We would all like to see the sun shine every day, but on some days we see storm clouds. I always think if you look hard enough, and keep looking, you will see the sun peep through the clouds and things will work out. I am very thankful for dialysis; I did not realize how bad I felt until I started on it and began to feel good. By the grace of God, it has been a lifesaving, life-changing experience, and I embrace it every day with thankfulness.
I retired on September 30, 2016, and went to the hospital on October 5 where I was diagnosed with End Stage Renal Disease. I was put on dialysis on October 6. At the time all I knew about dialysis was something was wrong with my kidneys and my blood had to be filtered through a machine to be cleaned.
I decided to slow down, take a deep breath, and develop a working motivational meal plan, and learn how to do things in moderation. And I learned how to occasionally enjoy a piece of fried chicken, a baked potato or a slice of watermelon, all in moderation.
I had no idea there were specific limitations to drinking and meal planning. Imagine my surprise when I began to learn the do’s and don’ts of being a dialysis patient.
Family dinners, and birthday, Thanksgiving, Christmas, and Easter celebrations were always held at my house. We rolled out the baked turkey, barbeque, ham, collard greens, potato salad, coleslaw, beans, casseroles, cakes, pies, and banana pudding. Summertime found us cooking ribs, hamburgers, hot dogs, steaks, and pork chops on the grill. On the sideline were baked beans, baked potatoes, corn on the cob, and salads loaded with tomatoes, cucumbers, and carrots. Chilling in the refrigerator were watermelon, cantaloupe, strawberries, and home-made ice cream.
At first, I thought I could continue on the eating path I was use too, but that didn’t work. It is especially difficult if you love foods that aren’t good for you. After getting a couple of bad lab reports from the dialysis clinic, and having several conversations with the clinic’s dietician, I combed the internet for information on dialysis, albumin, potassium, calcium, phosphorus, spKt/V, nPCR, iPTH, and fluid intake levels. I was shocked to learn how if your intake of foods and fluid isn’t controlled, it can have a devastating effect on your health and make your dialysis treatments more difficult. At first the information was overwhelming; I decided to slow down, take a deep breath, and develop a working motivational meal plan, and learn how to do things in moderation. It didn’t happen overnight; it was a hard struggle.
I learned about the foods that were either good or bad for me. I learned to read labels on items before I purchased them at the grocery store. It is hard to find foods that don’t have added potassium or some form of phosphorus. Instead of salt, I learned what herbs to use to season the food. I learned to like diet ginger ale and diet 7Up instead of colas. I found a white wheat bread as a substitute to regular wheat bread. When I use can vegetables, I rinse them a couple of times before cooking them and seasoning them with herbs. My meats are baked, broiled, or roasted. I set times for eating meals and I plan them two or three days in advance.

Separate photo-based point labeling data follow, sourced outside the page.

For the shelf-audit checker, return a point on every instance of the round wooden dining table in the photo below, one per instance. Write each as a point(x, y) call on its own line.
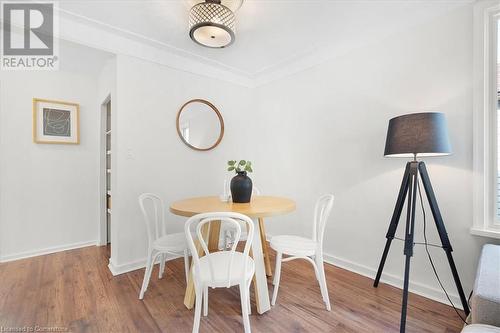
point(258, 208)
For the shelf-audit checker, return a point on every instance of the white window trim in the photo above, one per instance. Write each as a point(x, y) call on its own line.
point(484, 119)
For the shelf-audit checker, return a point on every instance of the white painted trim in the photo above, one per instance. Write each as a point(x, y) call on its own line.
point(102, 224)
point(48, 250)
point(484, 115)
point(86, 32)
point(485, 232)
point(135, 265)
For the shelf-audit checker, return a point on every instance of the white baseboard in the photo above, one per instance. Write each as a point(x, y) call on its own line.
point(135, 265)
point(391, 279)
point(48, 250)
point(394, 280)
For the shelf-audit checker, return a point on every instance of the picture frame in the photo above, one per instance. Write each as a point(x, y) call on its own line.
point(56, 122)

Yes, my eating and drinking habits have definitely changed. It’s all good, and I willingly accept the changes, and enjoy them. I’m thankful that after a few bad lab reports, along with the information I learned, I was motivated to change my habits. And I learned how to occasionally enjoy a piece of fried chicken, a baked potato or a slice of watermelon, all in moderation. I learned how to limit my drinking and not have a high gain reading when I weigh in at the clinic.
I am thankful to the staff at the clinic I attend. They are professional, kind, and caring. They take time to answer my questions; they make me feel comfortable, and they take good care of me.
Some people think dialysis is a death sentence. It is all in how you look at what has happened to you. I like the 90/10 principle, “Life is 10 percent of what happens to you and 90 percent of how you react to what has happened.” I choose to live my life every day in the positive, instead of in the negative, and that’s done by God’s grace and mercy!
Rev. Marjie Dozier I have always enjoyed interacting with people. I find in this world there are lots of hurting, depressed and sad people. I always try to converse with people in a way that leaves them feeling refreshed and renewed. After thirty years of working as a Deputy Register of Deeds, Patient Relations Rep in a mental institution, and retiring from the Wayne County Public Schools System, I learned it is very important how you relate and present yourself to people. Additionally, my service as an Associate Minister, Church Secretary, Choir Director, Asst. Youth Director, and Culinary Staff member at Atkinson Chapel Missionary Baptist Church has brought me great joy and fulfillment.
I also enjoy interacting with the Social Worker, Dietician, Receptionist, Nurses, and Technicians at Fresenius. They always treat me with respect, concern and kindness. I love fellowshipping with the other clients in the reception area. We have fun laughing, talking and sharing about the goodness of the Lord and how He blesses us on a daily basis. Dialysis is a blessing!!!!